David Krippendorff
07/02/2003 - 15/03/2003
Massimo Audiello Gallery
526 West 26th Street No.519
New York, NY 10001
Tel 212.675.9082
Fax 212.675.8680
audiello@msn.com
www.massimoaudiello.com
image: Negative Painting #5, 2001
Oil on canvas, 103 x 75 inches
Massimo Audiello is pleased to present an exhibition of video, painting,
and digital prints by David Krippendorff. The show opens on Friday,
February 7, 2003, and will run through March 15, 2003.
Krippendorff was born in 1967 to a German father and an American mother,
but lived most of his childhood and teenage years in Rome before moving
to
Berlin to study art. He now divides his time between New York City and
Berlin. This biographical information is useful for understanding the
poetic his work is built around. The theme running through the various
media in this show is the artist’s fascination with the classic
American
film, The Wizard of Oz.
To a young boy hoping to fashion a sense of home out of the fabric of
three different nationalities, Dorothy’s adventure must have
seemed an
anchoring promise and a welcome way to participate in a collective
imagination. But the child grows up, and this seemingly unifying fantasy
turns out to be an ominous example of American mythmaking. For these and
other reasons, the cinematic vision has become the seductive raw
material
which the artist uses in sensuous and unexpected ways, to investigate
and
question accepted notions of home, country and cultural identity.

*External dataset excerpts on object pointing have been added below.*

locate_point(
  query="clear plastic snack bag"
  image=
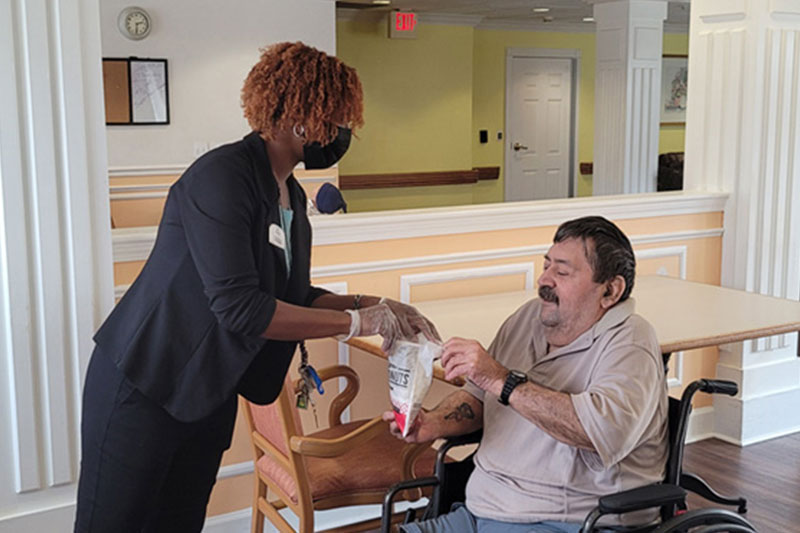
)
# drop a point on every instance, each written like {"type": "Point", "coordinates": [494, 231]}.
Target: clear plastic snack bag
{"type": "Point", "coordinates": [410, 375]}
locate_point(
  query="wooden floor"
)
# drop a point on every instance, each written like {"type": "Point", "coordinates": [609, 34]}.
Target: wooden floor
{"type": "Point", "coordinates": [767, 474]}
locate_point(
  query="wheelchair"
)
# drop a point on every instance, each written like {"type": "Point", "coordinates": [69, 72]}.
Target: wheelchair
{"type": "Point", "coordinates": [449, 481]}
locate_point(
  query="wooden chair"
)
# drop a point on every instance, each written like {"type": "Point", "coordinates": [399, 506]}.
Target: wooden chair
{"type": "Point", "coordinates": [347, 464]}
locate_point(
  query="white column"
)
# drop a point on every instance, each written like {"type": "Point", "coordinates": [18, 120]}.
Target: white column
{"type": "Point", "coordinates": [627, 89]}
{"type": "Point", "coordinates": [742, 137]}
{"type": "Point", "coordinates": [55, 249]}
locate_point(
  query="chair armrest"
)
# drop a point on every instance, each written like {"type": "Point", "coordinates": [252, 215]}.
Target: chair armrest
{"type": "Point", "coordinates": [317, 447]}
{"type": "Point", "coordinates": [341, 400]}
{"type": "Point", "coordinates": [639, 498]}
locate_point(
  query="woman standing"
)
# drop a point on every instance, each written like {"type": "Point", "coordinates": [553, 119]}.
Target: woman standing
{"type": "Point", "coordinates": [220, 304]}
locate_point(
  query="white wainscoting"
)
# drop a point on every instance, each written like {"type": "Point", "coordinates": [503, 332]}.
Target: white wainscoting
{"type": "Point", "coordinates": [427, 278]}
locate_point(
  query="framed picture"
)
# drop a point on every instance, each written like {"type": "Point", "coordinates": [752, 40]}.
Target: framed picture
{"type": "Point", "coordinates": [674, 75]}
{"type": "Point", "coordinates": [136, 91]}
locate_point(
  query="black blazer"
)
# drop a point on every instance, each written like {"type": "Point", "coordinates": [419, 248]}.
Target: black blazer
{"type": "Point", "coordinates": [187, 332]}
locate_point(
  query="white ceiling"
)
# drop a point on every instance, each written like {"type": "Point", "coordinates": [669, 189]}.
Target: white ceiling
{"type": "Point", "coordinates": [563, 12]}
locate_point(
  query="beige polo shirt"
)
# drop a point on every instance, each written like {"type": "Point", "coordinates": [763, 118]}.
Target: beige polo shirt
{"type": "Point", "coordinates": [615, 377]}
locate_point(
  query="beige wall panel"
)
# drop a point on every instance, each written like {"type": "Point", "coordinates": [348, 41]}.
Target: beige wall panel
{"type": "Point", "coordinates": [422, 246]}
{"type": "Point", "coordinates": [444, 244]}
{"type": "Point", "coordinates": [467, 287]}
{"type": "Point", "coordinates": [137, 213]}
{"type": "Point", "coordinates": [154, 179]}
{"type": "Point", "coordinates": [231, 494]}
{"type": "Point", "coordinates": [669, 224]}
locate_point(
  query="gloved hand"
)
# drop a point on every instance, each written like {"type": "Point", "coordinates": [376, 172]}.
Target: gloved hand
{"type": "Point", "coordinates": [377, 320]}
{"type": "Point", "coordinates": [412, 320]}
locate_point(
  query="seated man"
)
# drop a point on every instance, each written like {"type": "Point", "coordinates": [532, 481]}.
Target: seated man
{"type": "Point", "coordinates": [571, 395]}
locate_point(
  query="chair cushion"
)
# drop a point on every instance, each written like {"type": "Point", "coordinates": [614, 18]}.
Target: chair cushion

Krippendorff’s video, “Beyond the moon…,” twists
image and color to invert
the heroic journey and create a glittering sense of shattered promises.

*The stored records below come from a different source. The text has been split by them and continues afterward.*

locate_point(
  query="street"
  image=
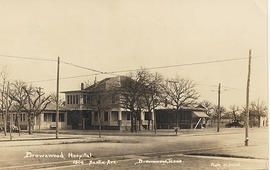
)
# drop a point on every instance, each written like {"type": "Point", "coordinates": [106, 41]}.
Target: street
{"type": "Point", "coordinates": [185, 151]}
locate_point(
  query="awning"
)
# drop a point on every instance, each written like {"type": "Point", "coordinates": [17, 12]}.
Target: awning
{"type": "Point", "coordinates": [199, 114]}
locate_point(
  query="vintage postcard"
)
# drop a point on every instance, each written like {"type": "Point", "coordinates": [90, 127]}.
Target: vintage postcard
{"type": "Point", "coordinates": [132, 84]}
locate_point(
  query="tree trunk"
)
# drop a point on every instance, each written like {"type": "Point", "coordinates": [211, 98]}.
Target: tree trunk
{"type": "Point", "coordinates": [135, 123]}
{"type": "Point", "coordinates": [5, 124]}
{"type": "Point", "coordinates": [99, 124]}
{"type": "Point", "coordinates": [132, 123]}
{"type": "Point", "coordinates": [39, 121]}
{"type": "Point", "coordinates": [19, 123]}
{"type": "Point", "coordinates": [29, 124]}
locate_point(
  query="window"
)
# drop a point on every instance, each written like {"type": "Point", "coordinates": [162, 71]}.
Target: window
{"type": "Point", "coordinates": [61, 117]}
{"type": "Point", "coordinates": [96, 116]}
{"type": "Point", "coordinates": [106, 116]}
{"type": "Point", "coordinates": [84, 99]}
{"type": "Point", "coordinates": [45, 117]}
{"type": "Point", "coordinates": [128, 115]}
{"type": "Point", "coordinates": [53, 117]}
{"type": "Point", "coordinates": [77, 99]}
{"type": "Point", "coordinates": [88, 99]}
{"type": "Point", "coordinates": [73, 99]}
{"type": "Point", "coordinates": [114, 115]}
{"type": "Point", "coordinates": [113, 99]}
{"type": "Point", "coordinates": [125, 115]}
{"type": "Point", "coordinates": [147, 115]}
{"type": "Point", "coordinates": [68, 102]}
{"type": "Point", "coordinates": [23, 118]}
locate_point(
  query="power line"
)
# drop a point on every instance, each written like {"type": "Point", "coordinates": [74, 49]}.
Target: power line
{"type": "Point", "coordinates": [180, 65]}
{"type": "Point", "coordinates": [82, 67]}
{"type": "Point", "coordinates": [150, 68]}
{"type": "Point", "coordinates": [27, 58]}
{"type": "Point", "coordinates": [63, 78]}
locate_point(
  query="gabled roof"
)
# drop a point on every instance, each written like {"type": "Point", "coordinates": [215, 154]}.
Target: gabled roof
{"type": "Point", "coordinates": [101, 84]}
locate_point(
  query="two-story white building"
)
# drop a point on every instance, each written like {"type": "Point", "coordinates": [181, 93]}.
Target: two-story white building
{"type": "Point", "coordinates": [84, 105]}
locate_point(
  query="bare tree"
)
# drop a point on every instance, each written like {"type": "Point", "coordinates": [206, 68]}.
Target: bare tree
{"type": "Point", "coordinates": [36, 103]}
{"type": "Point", "coordinates": [3, 99]}
{"type": "Point", "coordinates": [210, 108]}
{"type": "Point", "coordinates": [131, 96]}
{"type": "Point", "coordinates": [18, 94]}
{"type": "Point", "coordinates": [180, 93]}
{"type": "Point", "coordinates": [235, 113]}
{"type": "Point", "coordinates": [152, 91]}
{"type": "Point", "coordinates": [256, 111]}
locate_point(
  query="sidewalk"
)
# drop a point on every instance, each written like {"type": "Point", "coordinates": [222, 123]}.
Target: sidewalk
{"type": "Point", "coordinates": [160, 132]}
{"type": "Point", "coordinates": [44, 139]}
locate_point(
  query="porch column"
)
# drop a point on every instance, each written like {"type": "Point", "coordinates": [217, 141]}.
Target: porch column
{"type": "Point", "coordinates": [109, 117]}
{"type": "Point", "coordinates": [120, 118]}
{"type": "Point", "coordinates": [65, 120]}
{"type": "Point", "coordinates": [153, 119]}
{"type": "Point", "coordinates": [142, 115]}
{"type": "Point", "coordinates": [92, 117]}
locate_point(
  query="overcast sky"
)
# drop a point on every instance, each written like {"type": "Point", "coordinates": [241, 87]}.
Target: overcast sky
{"type": "Point", "coordinates": [128, 34]}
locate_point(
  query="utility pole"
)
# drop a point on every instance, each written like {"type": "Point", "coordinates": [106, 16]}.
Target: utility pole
{"type": "Point", "coordinates": [247, 100]}
{"type": "Point", "coordinates": [57, 98]}
{"type": "Point", "coordinates": [10, 114]}
{"type": "Point", "coordinates": [218, 107]}
{"type": "Point", "coordinates": [4, 113]}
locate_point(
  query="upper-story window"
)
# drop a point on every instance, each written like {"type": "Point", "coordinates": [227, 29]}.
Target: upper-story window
{"type": "Point", "coordinates": [72, 99]}
{"type": "Point", "coordinates": [84, 99]}
{"type": "Point", "coordinates": [88, 99]}
{"type": "Point", "coordinates": [113, 99]}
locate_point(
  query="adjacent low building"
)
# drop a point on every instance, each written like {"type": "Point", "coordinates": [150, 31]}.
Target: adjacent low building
{"type": "Point", "coordinates": [101, 101]}
{"type": "Point", "coordinates": [45, 120]}
{"type": "Point", "coordinates": [184, 118]}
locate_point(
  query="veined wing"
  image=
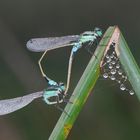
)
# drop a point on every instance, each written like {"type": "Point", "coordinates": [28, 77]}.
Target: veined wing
{"type": "Point", "coordinates": [50, 43]}
{"type": "Point", "coordinates": [10, 105]}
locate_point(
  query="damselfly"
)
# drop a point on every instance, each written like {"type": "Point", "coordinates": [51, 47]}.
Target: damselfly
{"type": "Point", "coordinates": [56, 91]}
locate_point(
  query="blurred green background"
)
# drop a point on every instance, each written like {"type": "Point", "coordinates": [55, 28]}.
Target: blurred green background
{"type": "Point", "coordinates": [109, 114]}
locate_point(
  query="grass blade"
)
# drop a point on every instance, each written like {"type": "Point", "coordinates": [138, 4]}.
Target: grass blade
{"type": "Point", "coordinates": [82, 90]}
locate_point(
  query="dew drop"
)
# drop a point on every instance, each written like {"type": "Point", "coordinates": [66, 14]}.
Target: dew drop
{"type": "Point", "coordinates": [105, 75]}
{"type": "Point", "coordinates": [122, 87]}
{"type": "Point", "coordinates": [120, 72]}
{"type": "Point", "coordinates": [113, 62]}
{"type": "Point", "coordinates": [117, 66]}
{"type": "Point", "coordinates": [110, 66]}
{"type": "Point", "coordinates": [108, 60]}
{"type": "Point", "coordinates": [112, 56]}
{"type": "Point", "coordinates": [107, 56]}
{"type": "Point", "coordinates": [112, 77]}
{"type": "Point", "coordinates": [113, 71]}
{"type": "Point", "coordinates": [131, 92]}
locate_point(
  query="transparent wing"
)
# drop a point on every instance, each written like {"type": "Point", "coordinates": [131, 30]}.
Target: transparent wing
{"type": "Point", "coordinates": [10, 105]}
{"type": "Point", "coordinates": [43, 44]}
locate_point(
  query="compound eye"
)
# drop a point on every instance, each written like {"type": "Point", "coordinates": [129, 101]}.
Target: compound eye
{"type": "Point", "coordinates": [61, 84]}
{"type": "Point", "coordinates": [52, 99]}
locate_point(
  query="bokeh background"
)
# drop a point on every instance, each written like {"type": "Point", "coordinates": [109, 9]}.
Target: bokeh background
{"type": "Point", "coordinates": [109, 114]}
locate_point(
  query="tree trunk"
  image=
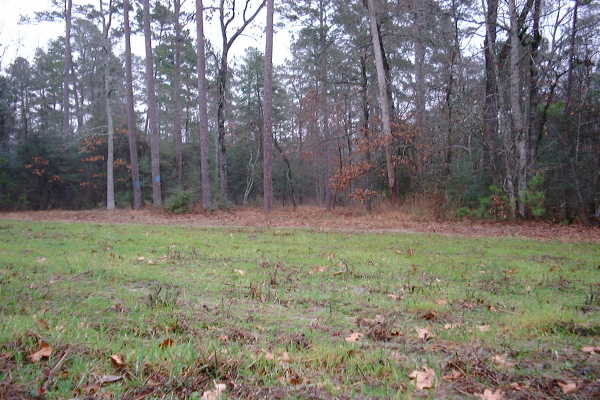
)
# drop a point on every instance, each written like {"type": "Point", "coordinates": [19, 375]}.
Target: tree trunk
{"type": "Point", "coordinates": [152, 112]}
{"type": "Point", "coordinates": [519, 133]}
{"type": "Point", "coordinates": [67, 70]}
{"type": "Point", "coordinates": [268, 114]}
{"type": "Point", "coordinates": [420, 100]}
{"type": "Point", "coordinates": [203, 105]}
{"type": "Point", "coordinates": [383, 100]}
{"type": "Point", "coordinates": [177, 94]}
{"type": "Point", "coordinates": [131, 125]}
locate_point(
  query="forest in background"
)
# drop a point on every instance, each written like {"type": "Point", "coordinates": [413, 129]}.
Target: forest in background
{"type": "Point", "coordinates": [484, 108]}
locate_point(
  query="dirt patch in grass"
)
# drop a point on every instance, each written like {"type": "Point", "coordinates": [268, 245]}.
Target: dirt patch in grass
{"type": "Point", "coordinates": [340, 219]}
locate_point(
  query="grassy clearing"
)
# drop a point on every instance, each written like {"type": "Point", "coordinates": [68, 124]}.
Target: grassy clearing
{"type": "Point", "coordinates": [268, 312]}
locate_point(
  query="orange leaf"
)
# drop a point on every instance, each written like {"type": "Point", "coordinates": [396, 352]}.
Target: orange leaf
{"type": "Point", "coordinates": [423, 377]}
{"type": "Point", "coordinates": [45, 351]}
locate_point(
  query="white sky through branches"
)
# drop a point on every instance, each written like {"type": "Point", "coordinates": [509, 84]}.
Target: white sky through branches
{"type": "Point", "coordinates": [22, 40]}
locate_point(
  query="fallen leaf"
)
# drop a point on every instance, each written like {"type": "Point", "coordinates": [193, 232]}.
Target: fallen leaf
{"type": "Point", "coordinates": [567, 387]}
{"type": "Point", "coordinates": [45, 351]}
{"type": "Point", "coordinates": [453, 376]}
{"type": "Point", "coordinates": [117, 361]}
{"type": "Point", "coordinates": [502, 361]}
{"type": "Point", "coordinates": [430, 316]}
{"type": "Point", "coordinates": [43, 324]}
{"type": "Point", "coordinates": [354, 337]}
{"type": "Point", "coordinates": [424, 333]}
{"type": "Point", "coordinates": [489, 395]}
{"type": "Point", "coordinates": [591, 349]}
{"type": "Point", "coordinates": [318, 269]}
{"type": "Point", "coordinates": [108, 379]}
{"type": "Point", "coordinates": [423, 378]}
{"type": "Point", "coordinates": [216, 393]}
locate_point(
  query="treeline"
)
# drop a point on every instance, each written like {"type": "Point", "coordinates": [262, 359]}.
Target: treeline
{"type": "Point", "coordinates": [491, 108]}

The dream-like search for a road home is shown to be closer to an
enchanting nightmare. The artist’s large “curtain
paintings” displace and
disorient the film even further; movie stills become wavelike illusions
of
image and light and evocative still lives which offer a stirring sense
of
doubt against Hollywood’s over-simplified notions of home. The
glossy
sheen of digital photographs continues the strategic duality between
beauty and danger. Cold and seductive, these images play with the allure
of the film’s scenery while at the same time using the material
distance
of painting and print to question the value of these myths.